Salcedo Coronel mostró en 1629 cómo el «argentar de plata» del significativo arranque del Polifemo, cuando el mar se encuentra con la costa abrupta y surge la belleza de la violencia, no era un pleonasmo retórico, sino una requintada traslación del léxico de la platería cordobesa, de la que Góngora imita la labor de orfebre para fundir lo cotidiano inmediato con una imagen mitológica. De manera similar, Miguel Hernández hace desfilar por sus páginas los objetos propios de su costumbrismo huertano y los eleva a la condición de imagen mítica, esencial, con la diferencia respecto al maestro cordobés de que ya ha heredado las armas lingüísticas y conceptuales que aquel forjó, y eso dota a Perito en lunas de la complejidad y densidad de un doble proceso de elaboración, o de una poetización a dos aguas, la de la mirada asombrada del joven que intenta saltar sobre las pitas y la no menos deslumbrada del lector de una tradición culminante en Góngora.

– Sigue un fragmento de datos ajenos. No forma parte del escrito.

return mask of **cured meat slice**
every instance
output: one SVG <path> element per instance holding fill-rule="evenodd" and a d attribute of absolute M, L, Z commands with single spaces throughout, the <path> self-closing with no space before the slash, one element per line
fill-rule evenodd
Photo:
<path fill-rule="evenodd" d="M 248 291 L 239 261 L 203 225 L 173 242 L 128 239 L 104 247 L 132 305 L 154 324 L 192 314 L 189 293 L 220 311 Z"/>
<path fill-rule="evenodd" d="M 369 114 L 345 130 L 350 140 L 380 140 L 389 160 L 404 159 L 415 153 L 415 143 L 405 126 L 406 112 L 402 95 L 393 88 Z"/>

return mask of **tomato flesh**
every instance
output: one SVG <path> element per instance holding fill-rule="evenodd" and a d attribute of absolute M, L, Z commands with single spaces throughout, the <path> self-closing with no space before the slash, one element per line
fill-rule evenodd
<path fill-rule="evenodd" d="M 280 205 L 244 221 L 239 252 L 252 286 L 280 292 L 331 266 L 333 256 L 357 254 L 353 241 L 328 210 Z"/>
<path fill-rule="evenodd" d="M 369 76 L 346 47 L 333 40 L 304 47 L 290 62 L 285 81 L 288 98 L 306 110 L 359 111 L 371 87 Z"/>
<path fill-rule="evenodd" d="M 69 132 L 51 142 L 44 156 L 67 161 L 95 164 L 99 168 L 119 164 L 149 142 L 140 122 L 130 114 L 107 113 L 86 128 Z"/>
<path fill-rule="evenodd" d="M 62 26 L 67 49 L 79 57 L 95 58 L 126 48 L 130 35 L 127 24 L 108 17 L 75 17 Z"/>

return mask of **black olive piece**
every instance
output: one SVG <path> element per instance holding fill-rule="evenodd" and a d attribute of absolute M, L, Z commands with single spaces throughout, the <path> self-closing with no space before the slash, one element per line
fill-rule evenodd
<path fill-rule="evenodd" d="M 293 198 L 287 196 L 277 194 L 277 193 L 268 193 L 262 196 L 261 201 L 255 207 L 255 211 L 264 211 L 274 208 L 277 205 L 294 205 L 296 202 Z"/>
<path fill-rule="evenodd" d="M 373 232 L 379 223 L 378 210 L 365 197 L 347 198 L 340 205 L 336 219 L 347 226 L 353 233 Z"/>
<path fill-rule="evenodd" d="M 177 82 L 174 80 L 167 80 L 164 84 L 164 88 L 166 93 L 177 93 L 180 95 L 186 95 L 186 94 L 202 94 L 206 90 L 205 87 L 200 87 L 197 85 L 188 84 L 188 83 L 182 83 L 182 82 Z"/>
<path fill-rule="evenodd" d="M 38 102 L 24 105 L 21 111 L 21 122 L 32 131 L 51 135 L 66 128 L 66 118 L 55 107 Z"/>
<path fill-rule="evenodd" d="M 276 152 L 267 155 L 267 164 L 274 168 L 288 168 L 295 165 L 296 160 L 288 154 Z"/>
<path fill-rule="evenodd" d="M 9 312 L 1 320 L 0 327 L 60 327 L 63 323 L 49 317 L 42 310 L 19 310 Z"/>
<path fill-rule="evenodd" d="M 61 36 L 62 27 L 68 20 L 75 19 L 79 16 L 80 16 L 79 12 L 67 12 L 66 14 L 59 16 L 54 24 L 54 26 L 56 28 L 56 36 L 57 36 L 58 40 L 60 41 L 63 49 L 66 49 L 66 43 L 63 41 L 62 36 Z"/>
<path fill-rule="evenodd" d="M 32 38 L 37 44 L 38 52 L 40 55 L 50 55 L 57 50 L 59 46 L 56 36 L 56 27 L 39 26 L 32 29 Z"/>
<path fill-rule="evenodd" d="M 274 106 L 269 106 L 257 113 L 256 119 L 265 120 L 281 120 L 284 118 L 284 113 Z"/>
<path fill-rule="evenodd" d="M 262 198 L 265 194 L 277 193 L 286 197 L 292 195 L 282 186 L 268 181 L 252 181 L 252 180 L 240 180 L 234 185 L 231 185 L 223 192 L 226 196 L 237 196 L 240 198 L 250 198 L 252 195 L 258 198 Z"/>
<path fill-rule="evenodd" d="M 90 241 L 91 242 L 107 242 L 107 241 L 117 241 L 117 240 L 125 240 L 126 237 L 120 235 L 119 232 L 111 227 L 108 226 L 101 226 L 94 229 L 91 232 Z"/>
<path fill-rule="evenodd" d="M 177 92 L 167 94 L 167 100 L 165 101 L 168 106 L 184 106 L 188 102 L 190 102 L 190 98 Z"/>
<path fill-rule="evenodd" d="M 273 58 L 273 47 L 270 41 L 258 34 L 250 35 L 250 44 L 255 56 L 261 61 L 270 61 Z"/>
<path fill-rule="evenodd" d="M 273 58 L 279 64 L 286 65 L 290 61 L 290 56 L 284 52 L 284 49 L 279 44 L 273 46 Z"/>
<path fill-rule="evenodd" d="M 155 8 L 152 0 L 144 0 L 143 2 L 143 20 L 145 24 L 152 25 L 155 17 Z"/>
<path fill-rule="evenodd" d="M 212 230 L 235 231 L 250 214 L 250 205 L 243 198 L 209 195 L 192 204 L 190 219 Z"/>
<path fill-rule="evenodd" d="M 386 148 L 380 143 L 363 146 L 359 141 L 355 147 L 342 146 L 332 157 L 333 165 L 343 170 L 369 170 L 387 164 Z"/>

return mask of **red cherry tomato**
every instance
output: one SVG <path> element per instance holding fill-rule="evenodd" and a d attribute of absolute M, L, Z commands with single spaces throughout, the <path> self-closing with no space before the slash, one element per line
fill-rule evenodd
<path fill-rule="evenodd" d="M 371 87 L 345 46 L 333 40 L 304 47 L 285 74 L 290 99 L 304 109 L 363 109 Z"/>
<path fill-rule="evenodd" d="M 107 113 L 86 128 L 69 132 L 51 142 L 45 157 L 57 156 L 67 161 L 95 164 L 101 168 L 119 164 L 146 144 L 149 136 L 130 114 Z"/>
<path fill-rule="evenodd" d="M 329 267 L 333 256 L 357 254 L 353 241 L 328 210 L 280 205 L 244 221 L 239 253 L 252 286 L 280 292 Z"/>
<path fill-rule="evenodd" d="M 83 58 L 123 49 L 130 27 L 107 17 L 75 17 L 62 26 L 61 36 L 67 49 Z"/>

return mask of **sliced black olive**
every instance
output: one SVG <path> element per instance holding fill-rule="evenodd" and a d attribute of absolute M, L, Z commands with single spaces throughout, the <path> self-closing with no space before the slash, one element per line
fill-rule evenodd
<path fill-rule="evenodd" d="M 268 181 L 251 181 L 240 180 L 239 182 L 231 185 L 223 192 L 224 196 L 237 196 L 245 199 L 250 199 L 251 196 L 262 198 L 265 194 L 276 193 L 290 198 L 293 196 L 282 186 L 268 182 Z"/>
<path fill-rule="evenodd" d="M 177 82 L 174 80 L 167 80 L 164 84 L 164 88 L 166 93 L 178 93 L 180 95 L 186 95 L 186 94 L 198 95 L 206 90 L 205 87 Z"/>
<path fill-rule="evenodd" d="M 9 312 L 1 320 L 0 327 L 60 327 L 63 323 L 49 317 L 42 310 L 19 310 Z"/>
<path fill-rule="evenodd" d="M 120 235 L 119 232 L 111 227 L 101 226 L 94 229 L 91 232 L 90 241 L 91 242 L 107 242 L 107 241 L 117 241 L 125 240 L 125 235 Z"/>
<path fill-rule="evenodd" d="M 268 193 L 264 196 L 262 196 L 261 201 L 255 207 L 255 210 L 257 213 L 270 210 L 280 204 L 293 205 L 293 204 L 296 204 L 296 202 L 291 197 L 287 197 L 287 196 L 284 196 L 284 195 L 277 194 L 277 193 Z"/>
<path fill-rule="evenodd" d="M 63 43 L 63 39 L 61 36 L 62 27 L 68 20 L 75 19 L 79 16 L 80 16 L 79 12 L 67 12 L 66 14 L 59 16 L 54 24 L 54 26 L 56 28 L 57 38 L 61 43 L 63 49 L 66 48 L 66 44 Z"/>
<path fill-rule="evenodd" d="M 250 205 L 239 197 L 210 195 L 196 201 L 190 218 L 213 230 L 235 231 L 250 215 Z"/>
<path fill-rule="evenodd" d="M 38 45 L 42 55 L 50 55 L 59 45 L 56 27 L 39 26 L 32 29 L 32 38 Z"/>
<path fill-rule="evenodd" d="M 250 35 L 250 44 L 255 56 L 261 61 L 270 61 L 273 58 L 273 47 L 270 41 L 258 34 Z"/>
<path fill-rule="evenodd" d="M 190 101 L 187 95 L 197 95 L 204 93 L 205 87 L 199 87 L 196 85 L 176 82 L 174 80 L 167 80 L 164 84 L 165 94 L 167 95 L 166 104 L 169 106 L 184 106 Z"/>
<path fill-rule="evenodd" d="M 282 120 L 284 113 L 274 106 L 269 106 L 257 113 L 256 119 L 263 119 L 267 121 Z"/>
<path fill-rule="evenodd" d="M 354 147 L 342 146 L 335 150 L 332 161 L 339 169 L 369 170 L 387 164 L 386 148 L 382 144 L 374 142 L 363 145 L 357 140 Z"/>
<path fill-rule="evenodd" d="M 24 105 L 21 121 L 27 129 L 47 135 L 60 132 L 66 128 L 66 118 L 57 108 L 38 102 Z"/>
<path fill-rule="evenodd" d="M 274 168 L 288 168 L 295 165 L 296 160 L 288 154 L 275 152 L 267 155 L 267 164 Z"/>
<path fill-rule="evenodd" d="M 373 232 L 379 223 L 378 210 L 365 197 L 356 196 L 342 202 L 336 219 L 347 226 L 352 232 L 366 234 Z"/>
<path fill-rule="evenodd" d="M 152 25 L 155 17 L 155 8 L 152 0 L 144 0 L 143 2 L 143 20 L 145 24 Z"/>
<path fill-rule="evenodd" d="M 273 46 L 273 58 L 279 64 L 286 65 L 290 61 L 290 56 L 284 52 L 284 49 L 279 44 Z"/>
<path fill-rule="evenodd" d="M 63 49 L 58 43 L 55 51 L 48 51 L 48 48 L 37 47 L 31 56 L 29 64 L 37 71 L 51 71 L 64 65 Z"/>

Ni mera imitación del poeta barroco, ni simple juego culturalista, Perito en lunas establece el diálogo creativo con la mirada y el texto gongorinos, en particular con el Polifemo, del que toma rasgos sustanciales de su forma y procedimientos métrico-retóricos, pero también de la construcción de un personaje poético, máscara para un sujeto escindido, que busca redefinirse mediante la recomposición de la realidad, la que comienza en la naturaleza y la que se sublima en los textos. El empeño era de altura y en las décadas siguientes quedaría reservado para creadores de la talla de Picasso (González Ángel 2019: 319-359) y de Guillermo Carnero (Cabello, 2021), cada uno de ellos con su particular reescritura de la fábula gongorina. En su contexto personal e histórico-estético, Hernández compone su particular Polifemo como un perito en lunas que toca la palma y el cielo con las manos, y deja fluir un canto que altera el orden natural, un cíclope lunar que arroja luz con su mirada monocular y lunar, tan transformante como profunda, como apreciara Ramón Sijé. No es ajena a esta dimensión el papel de la luna como hilo de engarce y como imagen (emblema de la transformación, los ciclos naturales y la noche), para componer un poemario hermético en su sentido etimológico: más mistérico que vulgarmente adivinatorio, consciente de que la oscuridad es el camino a la luz, como la literatura puede serlo a la realidad más profunda. Perito en lunas, como experimentado en perseguir un imposible, porque es un reflejo, como todo buen poema tiene algo en su esencia de reflejo de los anteriores.